The market was down by 0.23 per cent on Monday before the Reserve Bank has its first meeting of the year on Tuesday amid many of its peers forecasting higher rates.

The US Federal Reserve last week signalled rates may rise as early as March to slow inflation.

The greenback has risen in response and moved the Aussie dollar lower.

On the ASX, major share categories financials and materials were each lower by one per cent but the rest of the market was mostly higher.

Information technology was the best performing category after Wall Street ended last week higher.

US payments giant Block, which recently purchased Afterpay, was having its best day on the ASX since joining this month.

Block, which trades under its previous name Square, was higher by six per cent to $159.04 at 1200 AEDT.

Property and consumer discretionary shares were next best. Each category was a little more than one per cent higher.

The benchmark S&P/ASX200 index was down 16.5 points, or 0.23 per cent, to 6971.6 points.

The All Ordinaries index was lower by 3.3 points, or 0.04 per cent, to 7263 points.

The Reserve Bank could be the predominant influence on the ASX this week.

Investors will be keen for the bank to forecast rate expectations given December quarter inflation (3.5 per cent annually) was more than the market expected.

Governor Philip Lowe will elaborate on the decisions when he speaks on Wednesday.

The bank will also give its monetary policy statement on Friday.

In stock news and moves, shares in glove maker Ansell fell steeply after problems for its factories and a supplier.

Ansell has shut a factory in Malaysia for at least one week to stop workers being infected with coronavirus. There were more infections at other Ansell factories.

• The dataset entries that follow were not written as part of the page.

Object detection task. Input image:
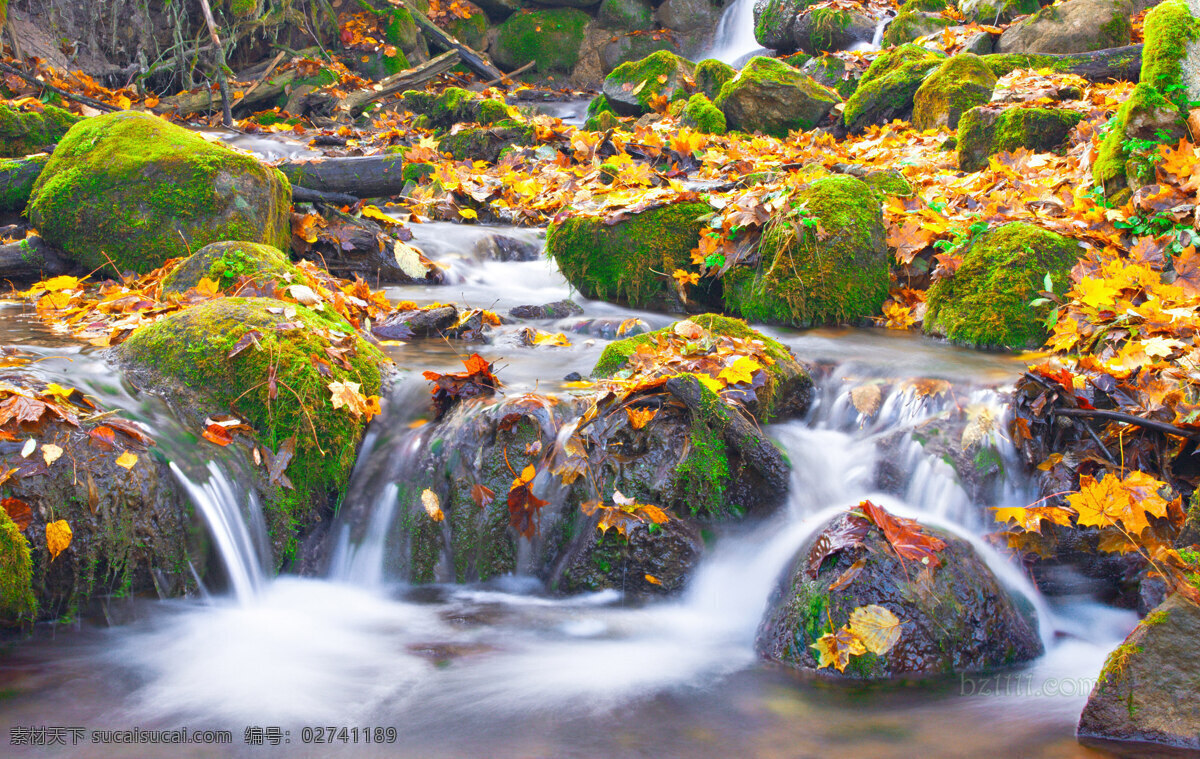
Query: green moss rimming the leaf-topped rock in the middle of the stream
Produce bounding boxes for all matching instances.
[592,313,806,423]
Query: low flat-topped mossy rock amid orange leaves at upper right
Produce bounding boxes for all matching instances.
[956,106,1082,172]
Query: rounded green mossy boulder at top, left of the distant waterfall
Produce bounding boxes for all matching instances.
[492,8,592,73]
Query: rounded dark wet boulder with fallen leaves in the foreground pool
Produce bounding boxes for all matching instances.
[756,514,1043,680]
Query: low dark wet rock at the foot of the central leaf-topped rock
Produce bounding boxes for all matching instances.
[550,513,704,596]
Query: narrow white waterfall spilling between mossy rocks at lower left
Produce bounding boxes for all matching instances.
[170,461,269,604]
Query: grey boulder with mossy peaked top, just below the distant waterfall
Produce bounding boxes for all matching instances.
[713,55,841,137]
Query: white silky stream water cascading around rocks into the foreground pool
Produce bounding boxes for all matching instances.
[0,225,1135,758]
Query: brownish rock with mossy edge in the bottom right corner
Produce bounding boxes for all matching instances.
[1079,594,1200,749]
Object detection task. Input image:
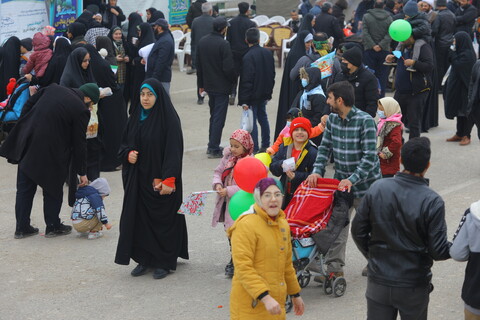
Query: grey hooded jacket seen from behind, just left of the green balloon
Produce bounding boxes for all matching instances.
[363,8,393,51]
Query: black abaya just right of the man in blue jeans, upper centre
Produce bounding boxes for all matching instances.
[275,30,309,137]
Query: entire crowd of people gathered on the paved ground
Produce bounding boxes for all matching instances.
[0,0,480,320]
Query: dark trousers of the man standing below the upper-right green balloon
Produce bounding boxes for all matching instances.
[393,91,429,139]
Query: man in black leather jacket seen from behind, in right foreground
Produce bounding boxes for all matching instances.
[352,137,451,320]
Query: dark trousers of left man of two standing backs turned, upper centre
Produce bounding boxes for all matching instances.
[207,91,228,152]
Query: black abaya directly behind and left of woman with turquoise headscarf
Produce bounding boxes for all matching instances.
[85,45,127,171]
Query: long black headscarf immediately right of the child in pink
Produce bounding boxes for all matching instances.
[39,37,72,87]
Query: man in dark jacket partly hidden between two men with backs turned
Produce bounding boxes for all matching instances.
[227,2,257,105]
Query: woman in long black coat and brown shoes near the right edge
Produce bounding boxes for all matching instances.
[444,31,477,145]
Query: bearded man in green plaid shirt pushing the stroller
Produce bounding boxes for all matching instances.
[307,81,382,281]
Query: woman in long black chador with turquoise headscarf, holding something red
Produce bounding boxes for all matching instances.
[115,79,188,279]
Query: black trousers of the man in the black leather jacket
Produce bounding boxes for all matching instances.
[365,279,430,320]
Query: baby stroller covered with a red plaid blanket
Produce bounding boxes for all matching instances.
[285,179,353,308]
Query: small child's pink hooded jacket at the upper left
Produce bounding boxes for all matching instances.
[22,32,53,78]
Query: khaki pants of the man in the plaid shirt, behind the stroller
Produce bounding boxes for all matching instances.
[325,198,362,273]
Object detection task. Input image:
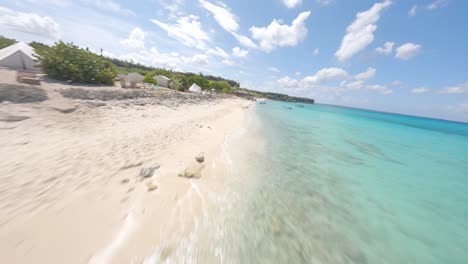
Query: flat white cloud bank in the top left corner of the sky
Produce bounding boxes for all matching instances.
[0,6,60,39]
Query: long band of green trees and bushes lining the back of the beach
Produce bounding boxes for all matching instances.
[0,36,314,103]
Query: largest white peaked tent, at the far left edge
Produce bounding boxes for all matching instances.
[0,42,39,71]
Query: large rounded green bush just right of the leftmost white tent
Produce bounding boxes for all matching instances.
[38,41,116,85]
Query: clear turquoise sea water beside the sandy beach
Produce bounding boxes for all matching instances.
[217,101,468,264]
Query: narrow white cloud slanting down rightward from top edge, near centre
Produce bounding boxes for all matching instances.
[199,0,257,49]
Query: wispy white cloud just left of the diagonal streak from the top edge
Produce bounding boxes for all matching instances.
[151,15,211,50]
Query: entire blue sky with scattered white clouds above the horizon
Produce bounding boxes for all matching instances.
[0,0,468,122]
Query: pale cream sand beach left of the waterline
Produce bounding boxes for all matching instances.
[0,70,251,263]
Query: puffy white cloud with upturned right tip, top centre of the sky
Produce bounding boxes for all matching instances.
[250,11,310,52]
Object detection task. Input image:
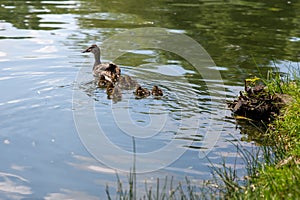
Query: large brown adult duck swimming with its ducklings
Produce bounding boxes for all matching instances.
[82,44,121,83]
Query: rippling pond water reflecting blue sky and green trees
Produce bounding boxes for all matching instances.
[0,0,300,199]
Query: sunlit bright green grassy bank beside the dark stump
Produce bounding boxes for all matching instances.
[247,76,300,199]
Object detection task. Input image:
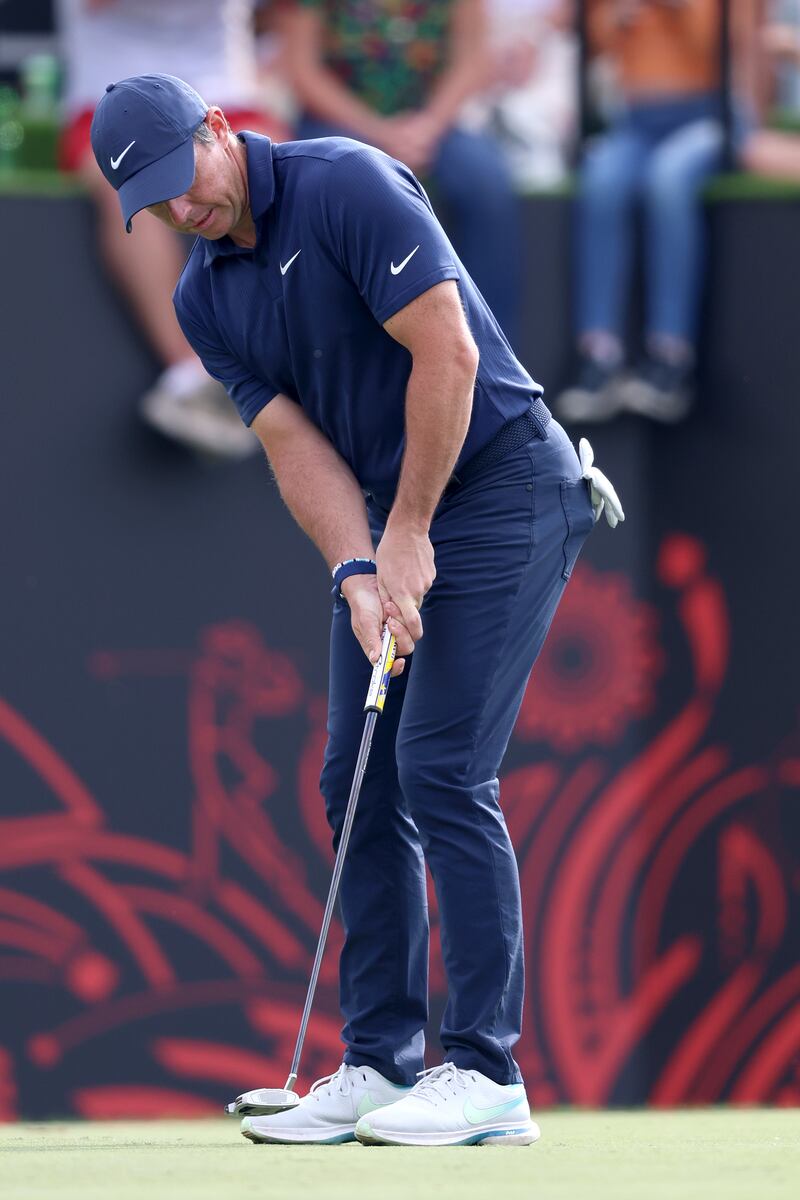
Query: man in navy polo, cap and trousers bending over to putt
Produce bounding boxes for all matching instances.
[92,76,622,1146]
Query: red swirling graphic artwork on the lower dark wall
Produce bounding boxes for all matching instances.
[0,534,800,1120]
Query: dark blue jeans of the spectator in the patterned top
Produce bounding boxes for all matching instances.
[295,115,522,353]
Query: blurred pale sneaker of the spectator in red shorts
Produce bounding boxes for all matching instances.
[140,364,259,460]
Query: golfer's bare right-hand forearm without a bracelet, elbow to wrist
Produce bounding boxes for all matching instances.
[390,346,477,532]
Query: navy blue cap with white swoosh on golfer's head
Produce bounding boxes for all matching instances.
[91,74,209,233]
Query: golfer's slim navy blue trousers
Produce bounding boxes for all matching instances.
[321,421,593,1084]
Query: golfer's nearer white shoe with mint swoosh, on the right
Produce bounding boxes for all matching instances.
[355,1062,540,1146]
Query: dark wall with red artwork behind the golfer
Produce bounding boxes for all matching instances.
[0,189,800,1117]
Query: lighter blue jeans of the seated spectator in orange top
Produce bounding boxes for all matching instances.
[576,92,723,342]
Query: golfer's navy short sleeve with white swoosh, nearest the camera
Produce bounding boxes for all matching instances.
[323,146,459,325]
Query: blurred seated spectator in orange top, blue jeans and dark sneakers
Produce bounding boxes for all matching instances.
[557,0,723,421]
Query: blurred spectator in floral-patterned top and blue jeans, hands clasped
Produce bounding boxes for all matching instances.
[287,0,522,344]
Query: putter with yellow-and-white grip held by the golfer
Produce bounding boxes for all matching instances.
[225,629,397,1117]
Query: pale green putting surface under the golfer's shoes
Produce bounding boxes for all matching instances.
[0,1109,800,1200]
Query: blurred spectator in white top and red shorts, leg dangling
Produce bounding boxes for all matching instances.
[58,0,291,458]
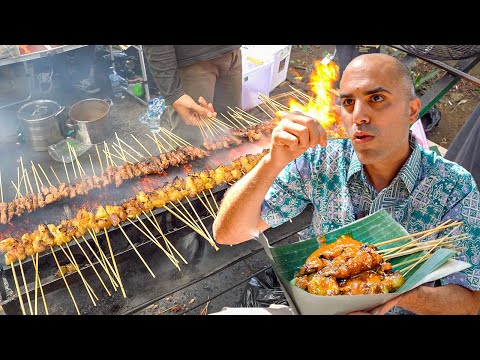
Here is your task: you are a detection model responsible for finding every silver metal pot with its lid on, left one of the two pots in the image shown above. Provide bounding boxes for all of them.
[17,100,65,151]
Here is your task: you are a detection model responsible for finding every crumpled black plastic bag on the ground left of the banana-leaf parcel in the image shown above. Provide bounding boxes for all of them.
[242,268,288,307]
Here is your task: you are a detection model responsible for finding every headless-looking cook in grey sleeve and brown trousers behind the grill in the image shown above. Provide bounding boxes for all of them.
[144,45,242,145]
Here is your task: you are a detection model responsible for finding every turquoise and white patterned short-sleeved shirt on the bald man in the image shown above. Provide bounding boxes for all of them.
[261,135,480,290]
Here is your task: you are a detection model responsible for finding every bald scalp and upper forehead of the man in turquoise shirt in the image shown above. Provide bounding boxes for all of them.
[340,53,416,100]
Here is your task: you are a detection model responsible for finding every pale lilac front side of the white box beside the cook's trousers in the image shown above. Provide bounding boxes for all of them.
[242,56,272,110]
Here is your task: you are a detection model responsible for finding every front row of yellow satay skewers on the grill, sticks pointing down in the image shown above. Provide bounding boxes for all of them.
[0,150,267,314]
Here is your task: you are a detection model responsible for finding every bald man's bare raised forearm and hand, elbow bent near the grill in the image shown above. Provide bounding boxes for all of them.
[213,113,327,244]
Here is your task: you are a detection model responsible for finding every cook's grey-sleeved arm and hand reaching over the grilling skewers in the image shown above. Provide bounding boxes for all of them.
[144,45,217,126]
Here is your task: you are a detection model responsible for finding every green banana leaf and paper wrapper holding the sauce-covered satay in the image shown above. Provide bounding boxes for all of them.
[258,210,471,315]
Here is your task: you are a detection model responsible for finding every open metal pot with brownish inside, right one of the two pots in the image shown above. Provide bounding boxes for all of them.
[66,99,113,145]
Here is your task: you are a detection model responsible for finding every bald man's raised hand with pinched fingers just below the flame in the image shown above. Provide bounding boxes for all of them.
[270,112,327,168]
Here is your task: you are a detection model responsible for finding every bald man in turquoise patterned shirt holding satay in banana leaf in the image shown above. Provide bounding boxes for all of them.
[213,54,480,314]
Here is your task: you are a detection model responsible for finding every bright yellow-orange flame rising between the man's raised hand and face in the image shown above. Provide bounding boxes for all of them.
[289,57,340,130]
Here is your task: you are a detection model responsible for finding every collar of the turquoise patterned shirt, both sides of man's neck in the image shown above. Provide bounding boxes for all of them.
[347,132,421,192]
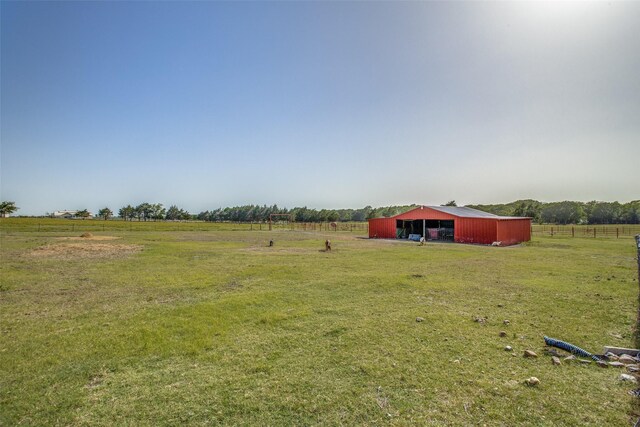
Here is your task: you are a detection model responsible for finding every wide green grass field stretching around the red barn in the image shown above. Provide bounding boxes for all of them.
[0,219,638,426]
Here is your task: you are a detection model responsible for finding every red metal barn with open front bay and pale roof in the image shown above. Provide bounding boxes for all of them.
[369,206,531,246]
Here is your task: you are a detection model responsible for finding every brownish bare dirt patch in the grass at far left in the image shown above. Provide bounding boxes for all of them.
[29,242,142,260]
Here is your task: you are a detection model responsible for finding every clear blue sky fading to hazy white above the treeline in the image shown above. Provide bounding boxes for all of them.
[0,1,640,215]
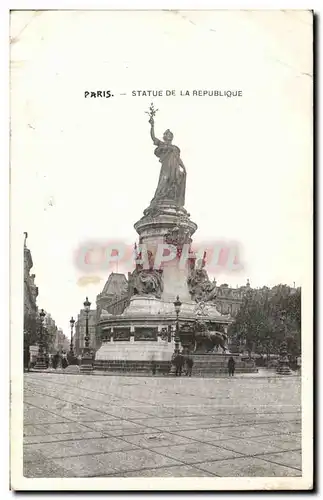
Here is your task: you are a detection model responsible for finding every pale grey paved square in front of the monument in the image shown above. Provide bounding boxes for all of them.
[24,373,302,478]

Meanwhile a gloves supplier to the company has been stopped from importing to the US due to forced labour concerns.

Ansell was down 16 per cent to $26.16.

The Commonwealth Bank revealed first-half insurance operations would include a loss of $85 million from claims in October.

Storms and hail pillaged parts of Australia including the east coast, South Australia and Tasmania.

The bank is due to publish first-half earnings on February 9.

The bank was down one per cent to $94.49.

ANZ fared worst of the big four and dropped two per cent to $26.91.

Miner IGO produced first-half earnings which met but did not exceed investor expectations.

Investors will receive a fully franked interim payout of five cents per share, the same as the previous interim dividend.

IGO was down one per cent to $11.66.

Most of the mining heavyweights were down too. BHP dropped two per cent to $45.85. Rio Tinto shed almost two per cent to $111.49.

Fortescue Metals managed to go against the trend and rose about half a per cent to $19.56.

The Australian dollar was buying 69.95 US cents at 1200 AEDT, lower from 70.37 US cents at Friday’s close.